Against a backdrop of rising identity politics that sets the Hindu majority against minorities of all kinds, the Jesuit lawyer sees Lok Manch’s work as a continuation of Gandhi’s vision for a multicultural, multilingual, religiously diverse society.
“We got independence in 1947. It was not because one community supported against another. Together they did that job,” he said. “Back then it was ‘we.’ But now the language is ‘they and we’ and ‘you minorities.’ ”
The ethnic and religious chauvinism of the current government is not natural to India, said Birlu.
“In India people live along-side each other,” she said. “I am from Bombay. You have different sects of Muslims next to Hindus of different castes living next to each other — poor and wealthy. Obviously you have Catholics in Goa. You have Jews in a cosmopolitan place like Bombay. … People live and breathe next to each other in the way that they do in Toronto.”
Though there’s nothing evangelical in the purely secular work Lok Manch does, Jebamalai knows the ethical ground on which he stands.
“I have opted to identify myself with the marginalized people, to reach out to them — like Jesus identified Himself with all those who labour, who are burdened,” he said. “I will give you rest.”

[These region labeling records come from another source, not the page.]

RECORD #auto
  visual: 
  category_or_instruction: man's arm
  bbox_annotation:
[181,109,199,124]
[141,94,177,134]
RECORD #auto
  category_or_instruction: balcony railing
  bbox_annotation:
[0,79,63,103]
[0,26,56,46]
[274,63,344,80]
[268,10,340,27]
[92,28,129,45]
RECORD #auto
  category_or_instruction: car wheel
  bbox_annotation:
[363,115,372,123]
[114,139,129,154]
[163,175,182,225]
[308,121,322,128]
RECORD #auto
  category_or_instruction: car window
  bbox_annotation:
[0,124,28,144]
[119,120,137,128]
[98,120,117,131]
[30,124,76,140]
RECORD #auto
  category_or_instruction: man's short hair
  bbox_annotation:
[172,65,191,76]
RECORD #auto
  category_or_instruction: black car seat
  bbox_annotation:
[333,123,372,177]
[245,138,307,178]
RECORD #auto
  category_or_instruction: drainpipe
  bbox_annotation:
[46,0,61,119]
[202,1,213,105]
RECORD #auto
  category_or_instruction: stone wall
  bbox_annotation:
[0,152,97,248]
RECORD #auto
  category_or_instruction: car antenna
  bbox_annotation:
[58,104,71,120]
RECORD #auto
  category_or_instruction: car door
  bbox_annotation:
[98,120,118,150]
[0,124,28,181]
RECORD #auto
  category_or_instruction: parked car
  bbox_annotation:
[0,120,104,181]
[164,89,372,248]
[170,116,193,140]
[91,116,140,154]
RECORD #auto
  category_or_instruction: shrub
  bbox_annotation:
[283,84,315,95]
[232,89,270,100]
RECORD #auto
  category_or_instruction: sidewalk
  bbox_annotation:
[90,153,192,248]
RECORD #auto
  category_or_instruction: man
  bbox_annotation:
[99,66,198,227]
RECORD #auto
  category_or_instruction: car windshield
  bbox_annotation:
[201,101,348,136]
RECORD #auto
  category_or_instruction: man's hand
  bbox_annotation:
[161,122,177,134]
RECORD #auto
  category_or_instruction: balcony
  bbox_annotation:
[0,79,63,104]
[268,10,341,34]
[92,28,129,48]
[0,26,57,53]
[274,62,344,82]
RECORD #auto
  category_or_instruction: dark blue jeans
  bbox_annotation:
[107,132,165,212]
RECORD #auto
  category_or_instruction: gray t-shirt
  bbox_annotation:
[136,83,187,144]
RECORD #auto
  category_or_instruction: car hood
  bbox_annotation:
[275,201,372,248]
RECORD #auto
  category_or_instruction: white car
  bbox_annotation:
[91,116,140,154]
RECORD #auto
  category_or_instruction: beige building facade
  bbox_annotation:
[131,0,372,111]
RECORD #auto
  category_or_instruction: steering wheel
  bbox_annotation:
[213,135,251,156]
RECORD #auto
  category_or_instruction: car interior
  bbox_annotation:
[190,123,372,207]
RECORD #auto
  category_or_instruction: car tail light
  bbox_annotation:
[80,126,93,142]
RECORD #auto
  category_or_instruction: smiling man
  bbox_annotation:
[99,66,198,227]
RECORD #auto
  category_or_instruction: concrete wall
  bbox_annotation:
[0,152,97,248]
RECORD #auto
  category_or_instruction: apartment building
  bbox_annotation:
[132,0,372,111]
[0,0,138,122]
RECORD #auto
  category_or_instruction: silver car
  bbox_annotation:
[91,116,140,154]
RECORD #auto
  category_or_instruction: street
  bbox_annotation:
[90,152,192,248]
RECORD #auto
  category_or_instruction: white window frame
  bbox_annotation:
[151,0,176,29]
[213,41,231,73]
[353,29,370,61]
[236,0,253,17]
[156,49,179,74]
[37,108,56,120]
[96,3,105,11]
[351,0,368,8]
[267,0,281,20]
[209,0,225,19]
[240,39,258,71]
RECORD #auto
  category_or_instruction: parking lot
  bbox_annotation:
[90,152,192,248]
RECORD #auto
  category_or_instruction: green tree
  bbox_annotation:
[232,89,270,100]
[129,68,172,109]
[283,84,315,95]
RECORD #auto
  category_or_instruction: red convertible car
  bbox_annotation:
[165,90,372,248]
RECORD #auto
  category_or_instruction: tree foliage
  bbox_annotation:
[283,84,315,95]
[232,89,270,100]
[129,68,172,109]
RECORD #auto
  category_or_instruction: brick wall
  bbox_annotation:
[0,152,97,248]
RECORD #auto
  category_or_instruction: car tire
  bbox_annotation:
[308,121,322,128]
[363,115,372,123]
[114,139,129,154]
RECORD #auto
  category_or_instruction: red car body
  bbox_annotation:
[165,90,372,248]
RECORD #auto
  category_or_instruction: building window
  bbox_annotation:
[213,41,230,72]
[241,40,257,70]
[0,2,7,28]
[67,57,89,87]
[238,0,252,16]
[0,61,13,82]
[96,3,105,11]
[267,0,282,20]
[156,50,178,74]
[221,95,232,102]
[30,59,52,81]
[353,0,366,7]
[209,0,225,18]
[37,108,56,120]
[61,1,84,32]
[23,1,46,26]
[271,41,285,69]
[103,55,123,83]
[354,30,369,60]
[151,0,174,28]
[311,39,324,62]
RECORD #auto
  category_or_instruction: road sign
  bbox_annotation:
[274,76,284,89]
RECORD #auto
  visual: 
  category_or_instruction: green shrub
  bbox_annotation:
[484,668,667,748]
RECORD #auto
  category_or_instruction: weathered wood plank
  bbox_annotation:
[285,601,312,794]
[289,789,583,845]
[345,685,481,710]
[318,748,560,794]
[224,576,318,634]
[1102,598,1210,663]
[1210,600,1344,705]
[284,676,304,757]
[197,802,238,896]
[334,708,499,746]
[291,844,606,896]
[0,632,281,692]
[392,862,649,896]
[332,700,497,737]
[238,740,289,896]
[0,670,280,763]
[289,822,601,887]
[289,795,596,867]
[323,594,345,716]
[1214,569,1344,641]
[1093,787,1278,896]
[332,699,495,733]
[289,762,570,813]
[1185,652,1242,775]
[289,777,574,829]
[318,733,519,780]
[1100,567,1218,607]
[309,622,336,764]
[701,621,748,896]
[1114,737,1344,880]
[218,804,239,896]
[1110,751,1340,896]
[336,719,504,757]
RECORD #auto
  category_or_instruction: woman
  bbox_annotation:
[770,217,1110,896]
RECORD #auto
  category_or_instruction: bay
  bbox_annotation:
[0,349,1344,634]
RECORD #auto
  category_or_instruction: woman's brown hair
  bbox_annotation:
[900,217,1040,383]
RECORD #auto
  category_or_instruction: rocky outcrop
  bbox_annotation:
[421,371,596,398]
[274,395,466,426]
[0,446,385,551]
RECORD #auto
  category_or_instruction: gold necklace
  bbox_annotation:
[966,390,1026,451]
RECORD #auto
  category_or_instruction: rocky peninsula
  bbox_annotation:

Jebamalai was the keynote speaker at Canadian Jesuit International’s “Youth for Others Advocacy Symposium: Just Change” Feb. 9-11 in Ottawa. The event brought young people from across Canada to Ottawa to learn about social justice from the perspective of poor countries, to meet with Parliamentarians and learn about activism. He was also featured at CJI Youth for Others events at Campion College in Regina on Feb. 13 and St. Mark’s College at the University of British Columbia in Vancouver on Feb. 18.